The policies required in contracts are available from different insurers and in different wordings. Bunni (2003) highlights the complexity of the insurance arrangements and the high transaction costs of ensuring compliance with the insurance requirements in the many contracts entered into to realise even a project of modest size. The multiplicity of policies, insurers and insured parties often engulf the process of claiming on a policy in time-consuming and costly disputes. As the large volume of case law suggests, the disputes concern which of the actors on the project caused the occurrence of the risk, whether the risk is within the wording of the policy and subrogation rights against members of the project supply chain (Mead, 2002; Bishop, 2003; Sarakis, 2006; Mead, 2008; Ndekugri and Rycroft, 2009). Wright (2002) explains that the effect of time-consuming litigation to determine where liability should ultimately fall is such that a large proportion of the amount paid out by insurers goes to meet the legal costs of such litigation. It has been estimated that for every £5 paid by parties and the insurers in the process of resolving a professional indemnity (PI) claim, £4 goes to lawyers and expert witnesses engaged in the related litigation, with just £1 going to compensate the insured for the underlying loss (Bunni, 2003). A FIDIC report (FIDIC, 2004) on developments in the insurance of large civil engineering projects paints a similar picture of unacceptable dissipation of funds from traditional insurance products. FIDIC is the Geneva-based international federation of national associations of consulting engineers. It is therefore the voice of the consulting engineering profession globally.

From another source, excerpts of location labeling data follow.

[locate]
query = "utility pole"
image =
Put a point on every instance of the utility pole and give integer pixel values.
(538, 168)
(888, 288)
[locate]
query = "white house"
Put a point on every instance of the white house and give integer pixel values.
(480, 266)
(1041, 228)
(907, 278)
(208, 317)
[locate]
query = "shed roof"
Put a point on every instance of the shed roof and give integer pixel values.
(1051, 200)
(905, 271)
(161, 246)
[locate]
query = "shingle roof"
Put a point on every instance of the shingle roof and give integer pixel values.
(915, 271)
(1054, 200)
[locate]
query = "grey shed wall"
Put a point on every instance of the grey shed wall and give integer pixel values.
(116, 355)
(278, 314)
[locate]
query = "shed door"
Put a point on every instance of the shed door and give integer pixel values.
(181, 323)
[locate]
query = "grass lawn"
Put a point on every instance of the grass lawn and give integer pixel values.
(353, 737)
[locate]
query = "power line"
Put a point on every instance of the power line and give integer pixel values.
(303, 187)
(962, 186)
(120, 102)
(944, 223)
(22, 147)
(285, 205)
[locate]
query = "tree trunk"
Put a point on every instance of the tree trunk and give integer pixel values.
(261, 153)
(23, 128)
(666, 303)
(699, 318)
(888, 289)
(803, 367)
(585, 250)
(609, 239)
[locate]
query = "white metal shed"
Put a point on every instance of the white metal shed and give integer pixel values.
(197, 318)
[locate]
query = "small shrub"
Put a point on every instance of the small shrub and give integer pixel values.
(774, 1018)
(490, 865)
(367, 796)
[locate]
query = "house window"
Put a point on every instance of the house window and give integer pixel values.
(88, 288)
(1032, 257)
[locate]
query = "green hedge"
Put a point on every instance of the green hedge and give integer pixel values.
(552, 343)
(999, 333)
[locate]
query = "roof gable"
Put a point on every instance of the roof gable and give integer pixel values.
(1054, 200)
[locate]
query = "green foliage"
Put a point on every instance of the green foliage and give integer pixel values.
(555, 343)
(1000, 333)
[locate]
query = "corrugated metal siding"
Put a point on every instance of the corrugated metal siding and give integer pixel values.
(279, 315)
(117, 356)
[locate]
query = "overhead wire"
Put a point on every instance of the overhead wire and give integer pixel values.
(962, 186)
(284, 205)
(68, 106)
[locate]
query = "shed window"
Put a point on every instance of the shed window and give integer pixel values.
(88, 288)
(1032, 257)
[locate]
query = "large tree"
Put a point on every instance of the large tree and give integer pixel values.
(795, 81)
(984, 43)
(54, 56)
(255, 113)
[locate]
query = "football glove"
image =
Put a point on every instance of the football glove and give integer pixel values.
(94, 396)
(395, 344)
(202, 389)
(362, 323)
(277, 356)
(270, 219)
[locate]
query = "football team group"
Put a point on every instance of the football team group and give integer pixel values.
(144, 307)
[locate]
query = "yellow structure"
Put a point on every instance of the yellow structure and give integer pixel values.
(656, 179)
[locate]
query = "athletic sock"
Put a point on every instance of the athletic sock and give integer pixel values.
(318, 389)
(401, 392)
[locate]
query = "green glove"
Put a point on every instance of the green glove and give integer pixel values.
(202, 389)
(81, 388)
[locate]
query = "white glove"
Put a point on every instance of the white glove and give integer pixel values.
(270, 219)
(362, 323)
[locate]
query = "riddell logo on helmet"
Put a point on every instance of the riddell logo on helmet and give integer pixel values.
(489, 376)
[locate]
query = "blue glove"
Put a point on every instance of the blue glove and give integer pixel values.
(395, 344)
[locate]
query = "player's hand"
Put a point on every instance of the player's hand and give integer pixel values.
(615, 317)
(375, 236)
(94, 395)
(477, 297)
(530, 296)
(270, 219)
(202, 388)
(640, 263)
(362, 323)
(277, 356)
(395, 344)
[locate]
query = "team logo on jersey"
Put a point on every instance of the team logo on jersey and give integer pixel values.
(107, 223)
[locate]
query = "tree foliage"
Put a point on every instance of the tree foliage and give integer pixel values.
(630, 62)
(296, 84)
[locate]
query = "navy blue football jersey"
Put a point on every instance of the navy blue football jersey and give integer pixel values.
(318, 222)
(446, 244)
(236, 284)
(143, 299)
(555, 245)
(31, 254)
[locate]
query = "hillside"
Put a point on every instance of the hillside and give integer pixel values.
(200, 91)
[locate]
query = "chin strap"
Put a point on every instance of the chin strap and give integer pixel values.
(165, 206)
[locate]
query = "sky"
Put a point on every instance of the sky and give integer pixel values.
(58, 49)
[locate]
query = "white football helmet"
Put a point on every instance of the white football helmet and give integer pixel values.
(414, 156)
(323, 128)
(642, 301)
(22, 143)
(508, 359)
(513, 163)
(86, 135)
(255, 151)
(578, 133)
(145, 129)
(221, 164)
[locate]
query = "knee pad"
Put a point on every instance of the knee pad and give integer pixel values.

UK Governments have advocated increased use of collaborative procurement strategies in construction. The term “collaborative procurement” is used here as a generic label for procurement employing mechanisms for the integration of not only design and construction but also the interests of the entire project supply chain as advocated in the Rethinking Construction (Egan, 1998) and the Accelerating Change (Egan, 2002) reports and the UK Government Construction Strategy (Cabinet Office, 2011). The complexity of the traditional insurance arrangements may also present obstacles to the achievement of this policy objective. Kilgallon (2006a, b) argues that, whilst any team can collaborate whilst things are going well, teamwork often evaporates when problems arise, as everybody scrambles to dust off their insurance policies to fight the resulting claims. The concern about barriers to innovation in procurement arrangements has not been limited to the UK for it is opined in the FIDIC report that insurance practice was counter-productive to the progress of the construction industry towards supply-chain integration.

A review of the literature showed that most of the published material relevant to the subject matter of this paper comprised mostly commentaries by expert practitioners in textbooks (Levine and Wood, 1991; Bunni, 2003; Hogarth, 2008) and practitioner-centred journals (e.g. Bishop, 2003; Mead, 2002, 2008; Wright, 2002, 2005) on the comparisons between the traditional insurance products and project insurance. Based on feedback from its members, FIDIC (2004) also prepared and published successive reports highlighting shortcomings in insurance practice, that were presenting barriers to innovation in the procurement of projects, and advocating project insurance as a remedial strategy. The most serious concern expressed in these report was that the practice of insuring the liabilities of individual project participants, rather than project risks, was leading to increasing premium levels for large projects, gaps in cover for the project owner’s risks and defensive attitudes on the part of the project participants and their respective insurers.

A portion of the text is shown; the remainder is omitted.